One of the hardest things about telling any story is sticking the landing.

A bad ending is not only bad in and of itself, it’s like a cancer that reaches back in time and kills everything that went before it. I can’t enjoy Sherlock anymore. All the clever writing and great performances and wonderful little tricksy puzzles turn to ash when you remember that it’s all leading up to Sherlock defeating his previously unknown little sister with superpowers.

The violin of Eurus Holmes (Sian Brooke) in Sherlock S04E03 | Spotern

I’d say “spoilers”, but shit doesn’t spoil.

If I had had to write the script for Endgame I’d probably have gone mad with the pressure. I remember marvelling (heh) at Joss Whedon’s script for Avengers back in 2012 and how it managed to juggle seven (SEVEN!) main characters and serve as a satisfying conclusion to five (FIVE!) films. My, how young we were. So imagine the weight of expectation resting on the shoulders of Christopher Markus, Stephen McFeely and the Russo Brothers, having to juggle a story with dozens upon dozens of named characters AND has to serve as a capstone to a 22 film cycle. I mean, Christ. I’ve only had to review these things and it feels like I’ve climbed Everest.

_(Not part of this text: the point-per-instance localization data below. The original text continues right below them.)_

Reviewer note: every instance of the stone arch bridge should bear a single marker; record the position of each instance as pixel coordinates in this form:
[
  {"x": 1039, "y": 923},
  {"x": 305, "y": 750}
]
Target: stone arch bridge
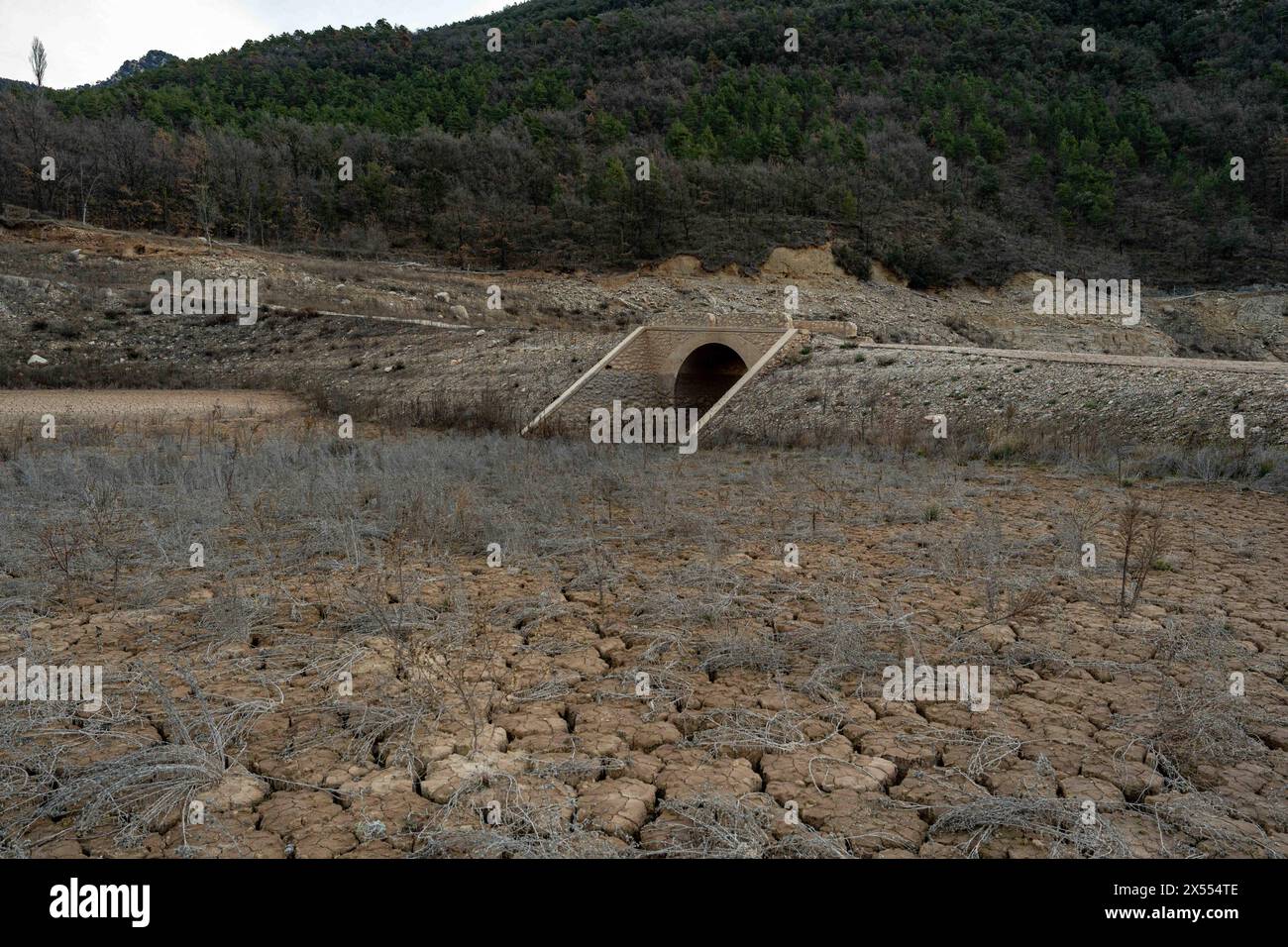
[{"x": 681, "y": 367}]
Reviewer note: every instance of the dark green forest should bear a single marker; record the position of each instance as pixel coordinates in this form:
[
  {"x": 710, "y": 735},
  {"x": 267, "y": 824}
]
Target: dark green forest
[{"x": 1108, "y": 161}]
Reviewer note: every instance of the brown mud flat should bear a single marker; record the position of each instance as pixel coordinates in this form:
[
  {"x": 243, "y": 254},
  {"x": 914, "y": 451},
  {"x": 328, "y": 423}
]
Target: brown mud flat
[{"x": 639, "y": 673}]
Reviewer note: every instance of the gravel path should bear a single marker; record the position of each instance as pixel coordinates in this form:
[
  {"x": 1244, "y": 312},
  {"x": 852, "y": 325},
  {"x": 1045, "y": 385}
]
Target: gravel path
[
  {"x": 228, "y": 403},
  {"x": 1091, "y": 359}
]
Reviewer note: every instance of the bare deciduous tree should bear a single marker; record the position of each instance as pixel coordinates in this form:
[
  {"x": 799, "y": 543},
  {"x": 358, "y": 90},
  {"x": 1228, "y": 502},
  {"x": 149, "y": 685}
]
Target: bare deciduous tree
[{"x": 39, "y": 60}]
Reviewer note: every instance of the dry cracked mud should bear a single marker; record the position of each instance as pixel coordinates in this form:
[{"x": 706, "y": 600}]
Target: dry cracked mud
[{"x": 635, "y": 669}]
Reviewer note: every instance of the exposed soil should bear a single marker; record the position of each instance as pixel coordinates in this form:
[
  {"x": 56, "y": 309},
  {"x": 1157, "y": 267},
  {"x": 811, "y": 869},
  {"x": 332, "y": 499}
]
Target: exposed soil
[{"x": 348, "y": 676}]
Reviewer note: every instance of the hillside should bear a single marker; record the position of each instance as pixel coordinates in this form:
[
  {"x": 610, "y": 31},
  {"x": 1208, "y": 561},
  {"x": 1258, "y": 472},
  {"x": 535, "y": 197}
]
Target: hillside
[{"x": 1113, "y": 162}]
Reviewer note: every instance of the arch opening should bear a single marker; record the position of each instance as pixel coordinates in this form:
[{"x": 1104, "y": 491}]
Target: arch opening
[{"x": 706, "y": 375}]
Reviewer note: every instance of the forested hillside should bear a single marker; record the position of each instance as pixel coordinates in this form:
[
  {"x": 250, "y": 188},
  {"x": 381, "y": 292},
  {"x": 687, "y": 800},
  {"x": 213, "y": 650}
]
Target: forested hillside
[{"x": 1115, "y": 161}]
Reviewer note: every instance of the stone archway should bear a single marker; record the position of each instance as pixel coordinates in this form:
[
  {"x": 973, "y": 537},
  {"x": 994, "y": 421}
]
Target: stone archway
[{"x": 706, "y": 373}]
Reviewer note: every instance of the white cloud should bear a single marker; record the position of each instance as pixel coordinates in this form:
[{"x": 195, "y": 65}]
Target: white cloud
[{"x": 89, "y": 39}]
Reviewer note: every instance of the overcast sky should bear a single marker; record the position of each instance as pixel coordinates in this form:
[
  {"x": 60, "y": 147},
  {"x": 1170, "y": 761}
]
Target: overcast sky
[{"x": 86, "y": 40}]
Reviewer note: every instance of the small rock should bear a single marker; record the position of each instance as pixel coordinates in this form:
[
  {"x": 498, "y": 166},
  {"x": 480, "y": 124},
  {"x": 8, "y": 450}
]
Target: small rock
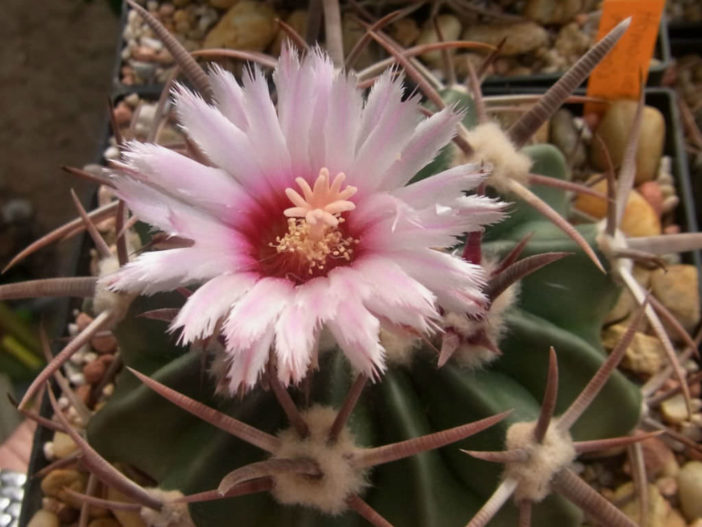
[
  {"x": 64, "y": 446},
  {"x": 44, "y": 518},
  {"x": 651, "y": 192},
  {"x": 57, "y": 480},
  {"x": 674, "y": 409},
  {"x": 675, "y": 519},
  {"x": 658, "y": 508},
  {"x": 405, "y": 31},
  {"x": 351, "y": 32},
  {"x": 450, "y": 28},
  {"x": 125, "y": 518},
  {"x": 645, "y": 355},
  {"x": 104, "y": 522},
  {"x": 246, "y": 26},
  {"x": 94, "y": 371},
  {"x": 522, "y": 37},
  {"x": 83, "y": 320},
  {"x": 639, "y": 217},
  {"x": 222, "y": 4},
  {"x": 667, "y": 486},
  {"x": 104, "y": 343},
  {"x": 298, "y": 21},
  {"x": 677, "y": 289},
  {"x": 659, "y": 458},
  {"x": 17, "y": 211},
  {"x": 123, "y": 113},
  {"x": 554, "y": 12},
  {"x": 614, "y": 129},
  {"x": 690, "y": 490},
  {"x": 566, "y": 136}
]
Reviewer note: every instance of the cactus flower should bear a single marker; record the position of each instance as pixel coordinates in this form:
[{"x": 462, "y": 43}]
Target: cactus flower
[{"x": 304, "y": 217}]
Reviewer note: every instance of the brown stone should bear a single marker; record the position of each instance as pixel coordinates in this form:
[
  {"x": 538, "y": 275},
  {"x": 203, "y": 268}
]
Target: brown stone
[
  {"x": 677, "y": 289},
  {"x": 614, "y": 129},
  {"x": 639, "y": 219},
  {"x": 56, "y": 481},
  {"x": 246, "y": 26}
]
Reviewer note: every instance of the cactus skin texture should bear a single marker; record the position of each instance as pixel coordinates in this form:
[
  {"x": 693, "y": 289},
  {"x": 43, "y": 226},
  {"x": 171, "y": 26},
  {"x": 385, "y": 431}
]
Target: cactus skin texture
[{"x": 562, "y": 305}]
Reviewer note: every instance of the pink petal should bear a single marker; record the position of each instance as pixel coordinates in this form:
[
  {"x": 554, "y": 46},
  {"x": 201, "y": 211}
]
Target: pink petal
[
  {"x": 425, "y": 143},
  {"x": 257, "y": 312},
  {"x": 394, "y": 295},
  {"x": 227, "y": 146},
  {"x": 342, "y": 125},
  {"x": 264, "y": 133},
  {"x": 157, "y": 271},
  {"x": 185, "y": 179},
  {"x": 443, "y": 187},
  {"x": 247, "y": 364},
  {"x": 177, "y": 218},
  {"x": 212, "y": 301},
  {"x": 355, "y": 329},
  {"x": 298, "y": 327},
  {"x": 456, "y": 283},
  {"x": 393, "y": 127},
  {"x": 229, "y": 96}
]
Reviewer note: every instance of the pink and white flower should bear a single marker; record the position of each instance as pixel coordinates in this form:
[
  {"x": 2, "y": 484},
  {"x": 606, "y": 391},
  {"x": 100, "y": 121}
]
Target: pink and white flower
[{"x": 305, "y": 218}]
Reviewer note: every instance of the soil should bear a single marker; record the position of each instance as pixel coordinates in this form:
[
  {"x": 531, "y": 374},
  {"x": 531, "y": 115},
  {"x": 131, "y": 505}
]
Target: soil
[{"x": 57, "y": 61}]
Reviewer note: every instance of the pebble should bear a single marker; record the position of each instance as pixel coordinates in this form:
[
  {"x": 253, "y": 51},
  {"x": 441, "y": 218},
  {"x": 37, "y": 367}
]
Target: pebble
[
  {"x": 104, "y": 343},
  {"x": 405, "y": 31},
  {"x": 104, "y": 522},
  {"x": 54, "y": 483},
  {"x": 690, "y": 490},
  {"x": 640, "y": 219},
  {"x": 450, "y": 28},
  {"x": 94, "y": 371},
  {"x": 222, "y": 4},
  {"x": 659, "y": 458},
  {"x": 614, "y": 129},
  {"x": 522, "y": 37},
  {"x": 64, "y": 446},
  {"x": 246, "y": 26},
  {"x": 677, "y": 289},
  {"x": 651, "y": 192},
  {"x": 552, "y": 11},
  {"x": 566, "y": 136},
  {"x": 674, "y": 409},
  {"x": 125, "y": 518},
  {"x": 645, "y": 355},
  {"x": 658, "y": 508},
  {"x": 17, "y": 210},
  {"x": 298, "y": 21},
  {"x": 44, "y": 518}
]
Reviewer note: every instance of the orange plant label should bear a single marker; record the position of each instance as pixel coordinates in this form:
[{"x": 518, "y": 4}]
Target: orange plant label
[{"x": 620, "y": 74}]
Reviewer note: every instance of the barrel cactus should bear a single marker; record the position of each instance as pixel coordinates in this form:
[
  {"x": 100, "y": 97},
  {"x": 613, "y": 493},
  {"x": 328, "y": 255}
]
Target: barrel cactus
[{"x": 364, "y": 324}]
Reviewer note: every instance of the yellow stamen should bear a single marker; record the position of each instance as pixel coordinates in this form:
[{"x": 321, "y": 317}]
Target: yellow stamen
[
  {"x": 313, "y": 232},
  {"x": 322, "y": 204}
]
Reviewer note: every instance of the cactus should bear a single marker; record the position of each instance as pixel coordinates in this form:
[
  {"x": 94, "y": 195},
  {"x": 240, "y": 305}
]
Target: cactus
[{"x": 369, "y": 434}]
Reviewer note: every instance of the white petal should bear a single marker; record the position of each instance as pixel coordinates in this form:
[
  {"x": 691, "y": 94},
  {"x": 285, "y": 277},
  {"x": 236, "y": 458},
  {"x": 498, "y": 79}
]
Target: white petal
[
  {"x": 157, "y": 271},
  {"x": 229, "y": 96},
  {"x": 442, "y": 187},
  {"x": 212, "y": 301},
  {"x": 257, "y": 312},
  {"x": 422, "y": 148},
  {"x": 208, "y": 188}
]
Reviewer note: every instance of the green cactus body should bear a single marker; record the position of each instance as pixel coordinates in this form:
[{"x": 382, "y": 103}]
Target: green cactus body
[{"x": 562, "y": 305}]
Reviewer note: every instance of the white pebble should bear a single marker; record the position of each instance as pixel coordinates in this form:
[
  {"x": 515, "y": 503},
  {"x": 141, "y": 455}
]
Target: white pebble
[
  {"x": 48, "y": 449},
  {"x": 112, "y": 152},
  {"x": 77, "y": 379}
]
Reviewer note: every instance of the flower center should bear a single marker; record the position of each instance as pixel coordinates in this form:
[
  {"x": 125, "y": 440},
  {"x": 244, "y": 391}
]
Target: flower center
[{"x": 314, "y": 235}]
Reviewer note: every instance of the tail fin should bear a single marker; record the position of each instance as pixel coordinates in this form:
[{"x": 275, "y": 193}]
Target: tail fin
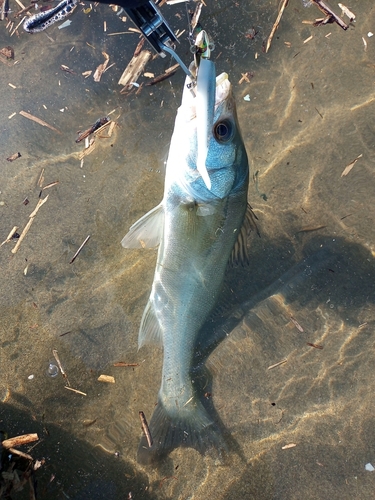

Did they pull it off? You probably have your own opinions on that but, well…this thing made 2.8 billion dollars at the box-office so somebody liked it.

So, because this thing is over three hours long, this review is going to be a two-parter. Also, I’m not going to do a big introduction explaining the history of these characters and the background to this movie because, well…

“What do you think I’ve been DOING for the last five years?!”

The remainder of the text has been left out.